# fluke 1653



## murdock

i need some advice...i have been using a 1653 for a couple weeks now but i have found there seems to be a few issues which i need to sort out...

loop impedance testing...while doing test the instrument would go to >2000 i connected the leads together and pressed zero...to make sure...i then checked the battery which indicated 7.6 volts...i went and purchased new one and put them in...now the unit keeps indicating error 5...i checked that everything was disconnected from the plug socket and retested same thing...so i got a long cable and checked the earth continuity from the meter room to the applicable distribution board...zeroed the instrument and tested 0.00 ohms...tried a loop test again...error 5...i moved to a different part of the building and tested a different DB the test indicated 0.56 ohms but when i retested it went error 5 again and again and again...can someone give me some ideas as to what i could be doing wrong.


----------



## cornishsparks

Had alot of trouble with my fluke tester. found similar problems. some times error 5 occurs when the test leads are not making circuit, the fuse holder in line can work loose in the leads.
Also found tester very slow on loop readings, if you slip off the terminal when testing you also get that reading.
Changed my fluke for a megger 1552 much better tester ans easier and quicker to use.


----------



## murdock

well i take the 1653 cant be all bad if only 2 people are complaining about it and i see most of the UK electricians test pictures show them using a fluke 165x series meter...not one so far with a megger 1553...maybe the answer is to go back to using individual meters for my compliance testing?


----------



## brian john

Just because the pack is using one meter more than the other does not mean they are not cussing with meter issues of their own.

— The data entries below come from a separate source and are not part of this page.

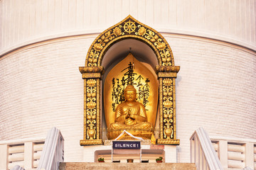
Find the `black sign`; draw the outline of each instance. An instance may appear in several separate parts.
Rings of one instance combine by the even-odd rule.
[[[113,149],[139,149],[140,141],[113,141]]]

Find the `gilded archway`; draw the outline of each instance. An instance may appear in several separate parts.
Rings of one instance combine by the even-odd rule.
[[[159,84],[159,124],[158,144],[178,144],[176,137],[175,79],[179,67],[174,66],[171,47],[153,28],[128,16],[100,34],[87,54],[80,72],[84,79],[84,139],[80,144],[101,144],[100,84],[104,68],[101,65],[107,50],[114,43],[133,38],[148,45],[154,52],[159,65],[155,71]]]

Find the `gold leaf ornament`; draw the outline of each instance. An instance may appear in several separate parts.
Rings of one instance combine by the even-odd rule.
[[[172,81],[171,79],[165,79],[163,80],[164,85],[170,86],[172,84]]]
[[[164,42],[159,43],[157,45],[156,48],[159,50],[164,50],[166,47],[166,45]]]
[[[95,49],[95,50],[97,50],[97,51],[100,51],[103,49],[103,47],[99,43],[95,44],[93,45],[93,47]]]
[[[122,33],[121,29],[118,27],[114,28],[113,32],[114,32],[114,35],[116,35],[116,36],[119,36],[119,35],[121,35],[121,33]]]
[[[95,84],[96,84],[96,80],[94,80],[94,79],[89,79],[87,81],[87,84],[92,87],[92,86],[94,86]]]
[[[144,27],[139,28],[139,31],[138,31],[139,35],[140,35],[140,36],[144,35],[145,33],[146,33],[146,28]]]

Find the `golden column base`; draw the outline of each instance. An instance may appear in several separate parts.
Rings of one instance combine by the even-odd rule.
[[[103,141],[102,140],[80,140],[80,145],[92,145],[92,144],[103,144]]]
[[[171,145],[178,145],[180,144],[179,140],[164,140],[164,139],[157,139],[156,143],[158,144],[171,144]]]

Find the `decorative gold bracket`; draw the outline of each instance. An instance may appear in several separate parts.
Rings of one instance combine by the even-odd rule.
[[[157,144],[179,144],[176,132],[175,79],[179,66],[156,66],[159,81],[160,134]]]
[[[103,67],[80,67],[84,79],[84,139],[80,145],[102,144],[100,125],[100,80]]]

I am not familiar with either meter you are discussing BUT, I have had major issues with FLUKE and MEGGER test equipment.


----------



## Deano

Hello all, And new to the forum. I am a few yrs late in the response but have been using the 1653 for 6 yrs now and still love it. The issue with the "error 5" is excessive noise on the line-grounding(earth) connection. Start at the mains or disconnect and work forward in the circuit till you arrive to the point in the circuit that the error 5 is indicated. hopefully this helps you.


----------



## Grimlock

brian john said:


> Just because the pack is using one meter more than the other does not mean they are not cussing with meter issues of their own.
> 
> I am not familiar with either meter you are discussing BUT, I have had major issues with FLUKE and MEGGER test equipment.


 
What issues have you had, is it because you cant take Dielectric Absorption Ratio and Polarization Index measurements with the Flukes?


----------



## Deano

Actually, I am having no issues. It was in reference to Murdocks question. "







*fluke 1653* 
i need some advice...i have been using a 1653 for a couple weeks now but i have found there seems to be a few issues which i need to sort out...

loop impedance testing...while doing test the instrument would go to >2000 i connected the leads together and pressed zero...to make sure...i then checked the battery which indicated 7.6 volts...i went and purchased new one and put them in...now the unit keeps indicating error 5...i checked that everything was disconnected from the plug socket and retested same thing...so i got a long cable and checked the earth continuity from the meter room to the applicable distribution board...zeroed the instrument and tested 0.00 ohms...tried a loop test again...error 5...i moved to a different part of the building and tested a different DB the test indicated 0.56 ohms but when i retested it went error 5 again and again and again...can someone give me some ideas as to what i could be doing wrong."


----------